Additional source material: There are several exegetical works of Cyril of Alexandria available in English, see Bardenhewer, § 77, also a German translation of three treatises bearing on christology in the Kempten Bibliothek der Kirchenväter, 1879. For the general point of view of the Cappadocians and the relation of the incarnation to redemption, see Gregory of Nyssa, The Great Catechism (PNF, ser. II, vol. V), v. infra, [§ 89] and references in Seeberg, § 23.

(a) Apollinaris, Fragments. Ed. H. Lietzmann.

His Christology.

The following fragments of the teaching of Apollinaris are from H. Lietzmann, Apollinaris von Laodicea und seine Schule. Texte und Untersuchungen, 1904. Many fragments are to be found in the Dialogues which Theodoret wrote against Eutychianism, which he traced to the teaching of Apollinaris. The first condemnation of Apollinaris was at Rome, 377, see Hefele, § 91; Theodoret, Hist. Ec., V, 10, gives the letter of Damasus issued in the name of the synod.

P. 224 [81]. If God had been joined with a man, one complete being with another complete being, there would be two sons of God, one Son of God by nature, another through adoption.

P. 247 [150]. They who assume a twofold spirit in Christ pull a stone out with their finger. For if each is independent and impelled by its own natural will, it is impossible that in one and the same subject the two can be together, who will what is opposed to each other; for each works what is willed by it according to its own proper and personal motives.
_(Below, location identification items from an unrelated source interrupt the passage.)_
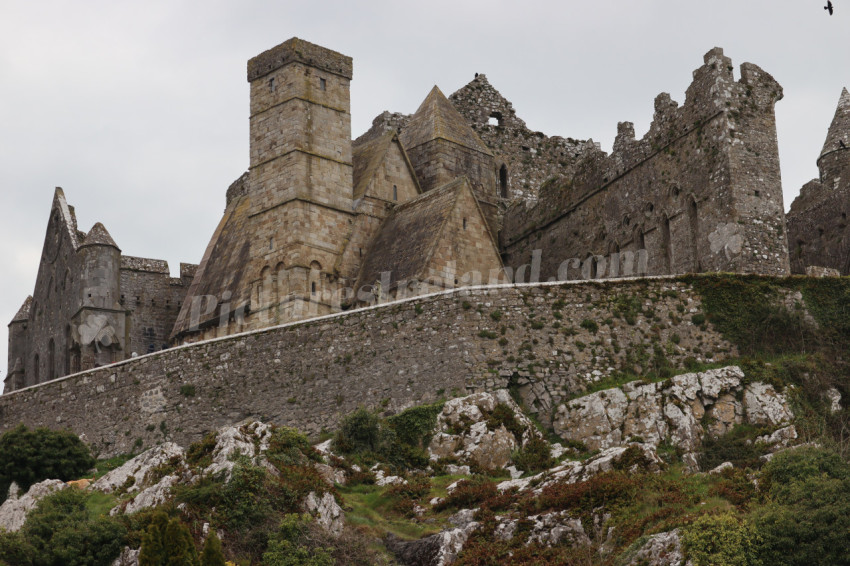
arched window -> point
(693, 220)
(51, 360)
(503, 180)
(666, 250)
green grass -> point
(368, 506)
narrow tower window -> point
(503, 180)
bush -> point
(60, 531)
(721, 539)
(30, 456)
(807, 517)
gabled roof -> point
(223, 266)
(368, 156)
(24, 311)
(99, 236)
(407, 239)
(436, 118)
(840, 127)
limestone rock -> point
(152, 496)
(766, 406)
(440, 549)
(662, 549)
(326, 511)
(13, 512)
(248, 440)
(131, 475)
(463, 431)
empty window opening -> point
(693, 219)
(503, 180)
(666, 247)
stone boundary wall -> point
(547, 339)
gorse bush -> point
(60, 531)
(30, 456)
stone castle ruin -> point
(458, 193)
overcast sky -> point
(139, 110)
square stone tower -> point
(301, 184)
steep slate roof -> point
(437, 118)
(408, 236)
(368, 156)
(24, 311)
(840, 127)
(225, 262)
(99, 236)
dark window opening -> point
(503, 180)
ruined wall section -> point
(309, 374)
(693, 192)
(153, 299)
(529, 158)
P. 248 [152]. They who speak of one Christ, and assert that there are two independent spiritual natures in Him, do not know Him as the Logos made flesh, who has remained in His natural unity, for they represent Him as divided into two unlike natures and modes of operation.

P. 239 [129]. If a man has soul and body, and both remain distinguished in unity, how much more has Christ, who joins His divine being with a body, both as a permanent possession without any commingling one with the other?

P. 209 [21, 22]. The Logos became flesh, but the flesh was not without a soul, for it is said that it strives against the spirit and opposes the law of the understanding. [In this Apollinaris takes up the trichotomy of human nature, a view which he did not apparently hold at the beginning of his teaching.]